Analysis by Rystad Energy expects large oversupply in the first quarter of 2021, followed by undersupply from May, as economic activity increases. It also warns: “A change of administration in the US could mean that Iran’s supply comes back faster than we anticipate in our current base case. This could be either because Biden’s team decides to remove sanctions altogether, or because countries like China or India feel confident enough that the new administration will turn a blind eye to the existing sanctions and ramp up imports from Iran.”
This further increase in production would drive down oil prices, just when they seem to be recovering from last year.
Can Biden still act to change oil and gas in the Gulf of Mexico?
Even with Biden’s party controlling all branches of government, political commentators have said he will probably not be able to affect radical change. Some elected Democrats have already voiced their concern about Biden’s energy policies, such as those representing the coal-reliant state of West Virginia. The president’s narrow majority means these lawmakers could cause Biden to weaken his policies for them to gain approval.
Doug Getten, energy partner in the Houston office of global law firm Paul Hastings, says: “I think it is less likely that you’d see comprehensive legislation related to the Gulf of Mexico specifically or even federal lands more broadly.
“The more likely result is that you see a slowdown in permitting or leasing of federal lands. Further, you could see the Bureau of Ocean Energy Management returning to Obama-era policies, requiring more plugging and abandoning, making it more difficult to operate in the Gulf.”
What will remain of Biden’s pledged oil and gas reforms?
As part of his changes for oil and gas, Biden would reverse Trump’s methane deregulation with an executive order. Alongside this, the Democrats have advocated for “strong federal standards and targeted support for repairing and replacing aging distribution systems”.

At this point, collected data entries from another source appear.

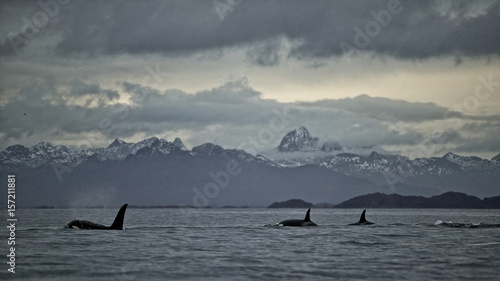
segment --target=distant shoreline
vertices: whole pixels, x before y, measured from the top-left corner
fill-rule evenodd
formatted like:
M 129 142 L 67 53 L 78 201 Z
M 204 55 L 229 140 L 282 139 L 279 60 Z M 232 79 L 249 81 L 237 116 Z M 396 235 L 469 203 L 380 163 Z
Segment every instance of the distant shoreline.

Given moderate industry support for this, it seems likely to gain support in both political parties. However, measures such as removing oil subsidies could prove more difficult to pass. Obama attempted to pass similar legislation with a stronger majority, but his effort came in vain.
Without the support of the branches of government, Biden would likely rely on executive orders and rule changes in government agencies. These are generally weaker and more easily undone by future leaders. Getten continues: “In the end, I’d be more concerned about executive action than legislative. Democratic congresspeople from Texas, Louisiana, or Mississippi would resist legislation with a negative impact on the Gulf.
“I think Biden will, at a minimum, tighten regulations related to greenhouse gas emissions that were rolled back under the Trump administration. I don’t think this means we will see a ban on hydraulic fractioning, at least early on in the administration.
“However, I think, and the oil and gas industry has made it clear in securities filings, that they agree that permitting will slow down.”